Here is a Scala example of what training a simple 3-layer multilayer perceptron on MNIST looks like. You can download the MNIST dataset using get_mnist_data script.
import ml.dmlc.mxnet._
import ml.dmlc.mxnet.optimizer.SGD
// model definition
val data = Symbol.Variable("data")
val fc1 = Symbol.FullyConnected(name = "fc1")()(Map("data" -> data, "num_hidden" -> 128))
val act1 = Symbol.Activation(name = "relu1")()(Map("data" -> fc1, "act_type" -> "relu"))
val fc2 = Symbol.FullyConnected(name = "fc2")()(Map("data" -> act1, "num_hidden" -> 64))
val act2 = Symbol.Activation(name = "relu2")()(Map("data" -> fc2, "act_type" -> "relu"))
val fc3 = Symbol.FullyConnected(name = "fc3")()(Map("data" -> act2, "num_hidden" -> 10))
val mlp = Symbol.SoftmaxOutput(name = "sm")()(Map("data" -> fc3))
// load MNIST dataset
val trainDataIter = IO.MNISTIter(Map(
"image" -> "data/train-images-idx3-ubyte",
"label" -> "data/train-labels-idx1-ubyte",
"data_shape" -> "(1, 28, 28)",
"label_name" -> "sm_label",
"batch_size" -> "50",
"shuffle" -> "1",
"flat" -> "0",
"silent" -> "0",
"seed" -> "10"))
val valDataIter = IO.MNISTIter(Map(
"image" -> "data/t10k-images-idx3-ubyte",
"label" -> "data/t10k-labels-idx1-ubyte",
"data_shape" -> "(1, 28, 28)",
"label_name" -> "sm_label",
"batch_size" -> "50",
"shuffle" -> "1",
"flat" -> "0", "silent" -> "0"))
// setup model and fit the training data
val model = FeedForward.newBuilder(mlp)
.setContext(Context.cpu())
.setNumEpoch(10)
.setOptimizer(new SGD(learningRate = 0.1f, momentum = 0.9f, wd = 0.0001f))
.setTrainData(trainDataIter)
.setEvalData(valDataIter)
.build()
Predict using the model in the following way:
val probArrays = model.predict(valDataIter)

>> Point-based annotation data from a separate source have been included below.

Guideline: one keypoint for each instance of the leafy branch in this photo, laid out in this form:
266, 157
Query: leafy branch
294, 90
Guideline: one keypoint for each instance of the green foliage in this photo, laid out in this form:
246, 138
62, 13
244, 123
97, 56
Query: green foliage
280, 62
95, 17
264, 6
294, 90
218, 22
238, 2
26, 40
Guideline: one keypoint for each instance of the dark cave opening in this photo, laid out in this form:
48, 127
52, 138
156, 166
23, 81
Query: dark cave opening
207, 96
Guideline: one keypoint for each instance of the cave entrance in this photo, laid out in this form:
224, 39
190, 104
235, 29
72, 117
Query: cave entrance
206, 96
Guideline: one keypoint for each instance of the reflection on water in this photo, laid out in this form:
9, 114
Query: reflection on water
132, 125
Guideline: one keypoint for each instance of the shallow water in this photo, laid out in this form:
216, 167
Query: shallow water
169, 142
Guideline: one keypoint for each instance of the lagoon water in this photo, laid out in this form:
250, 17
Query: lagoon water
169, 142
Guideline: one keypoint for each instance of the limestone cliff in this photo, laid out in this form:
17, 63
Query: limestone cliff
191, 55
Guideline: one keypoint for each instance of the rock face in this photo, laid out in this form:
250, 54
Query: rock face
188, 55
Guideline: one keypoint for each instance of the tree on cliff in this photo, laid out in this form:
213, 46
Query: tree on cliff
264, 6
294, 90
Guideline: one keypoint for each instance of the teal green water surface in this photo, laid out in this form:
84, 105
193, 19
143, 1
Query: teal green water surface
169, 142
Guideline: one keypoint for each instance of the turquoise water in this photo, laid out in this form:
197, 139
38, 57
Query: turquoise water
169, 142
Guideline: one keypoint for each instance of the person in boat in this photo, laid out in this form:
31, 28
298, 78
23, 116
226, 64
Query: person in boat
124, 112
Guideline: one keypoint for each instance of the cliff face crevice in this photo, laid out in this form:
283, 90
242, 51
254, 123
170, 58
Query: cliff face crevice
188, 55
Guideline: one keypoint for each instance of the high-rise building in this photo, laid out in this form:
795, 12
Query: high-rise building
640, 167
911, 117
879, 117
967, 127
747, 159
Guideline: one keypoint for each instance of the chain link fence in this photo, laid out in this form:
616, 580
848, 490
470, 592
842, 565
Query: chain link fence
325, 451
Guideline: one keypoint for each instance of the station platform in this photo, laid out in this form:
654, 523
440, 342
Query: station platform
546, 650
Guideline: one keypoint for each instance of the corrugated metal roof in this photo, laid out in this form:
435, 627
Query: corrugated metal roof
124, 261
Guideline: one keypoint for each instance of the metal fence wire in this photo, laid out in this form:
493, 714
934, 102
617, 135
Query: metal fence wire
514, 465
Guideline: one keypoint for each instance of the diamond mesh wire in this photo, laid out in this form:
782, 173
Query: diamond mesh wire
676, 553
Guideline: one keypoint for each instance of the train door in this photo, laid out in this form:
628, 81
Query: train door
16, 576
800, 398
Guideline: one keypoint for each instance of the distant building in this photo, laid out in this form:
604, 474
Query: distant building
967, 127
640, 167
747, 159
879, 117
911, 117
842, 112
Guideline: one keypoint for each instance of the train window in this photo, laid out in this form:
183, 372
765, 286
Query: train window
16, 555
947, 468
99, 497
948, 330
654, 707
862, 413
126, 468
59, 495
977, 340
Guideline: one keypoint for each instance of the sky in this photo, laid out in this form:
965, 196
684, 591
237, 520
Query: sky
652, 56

// in this case, we do not have multiple outputs
require(probArrays.length == 1)
val prob = probArrays(0)
// get real labels
import scala.collection.mutable.ListBuffer
valDataIter.reset()
val labels = ListBuffer.empty[NDArray]
while (valDataIter.hasNext) {
val evalData = valDataIter.next()
labels += evalData.label(0).copy()
}
val y = NDArray.concatenate(labels)
// get predicted labels
val py = NDArray.argmax_channel(prob)
require(y.shape == py.shape)
// calculate accuracy
var numCorrect = 0
var numInst = 0
for ((labelElem, predElem) <- y.toArray zip py.toArray) {
if (labelElem == predElem) {
numCorrect += 1
}
numInst += 1
}
val acc = numCorrect.toFloat / numInst
println(s"Final accuracy = $acc")
You can refer to MXNet Scala Package Examples for more information about how to integrate MXNet Scala Package into your own project.
- Version 0.1.1, March 24, 2016.
- Bug fix for MAE & MSE metrics.
- Version 0.1.0, March 22, 2016.
MXNet Scala Package is licensed under Apache-2 license.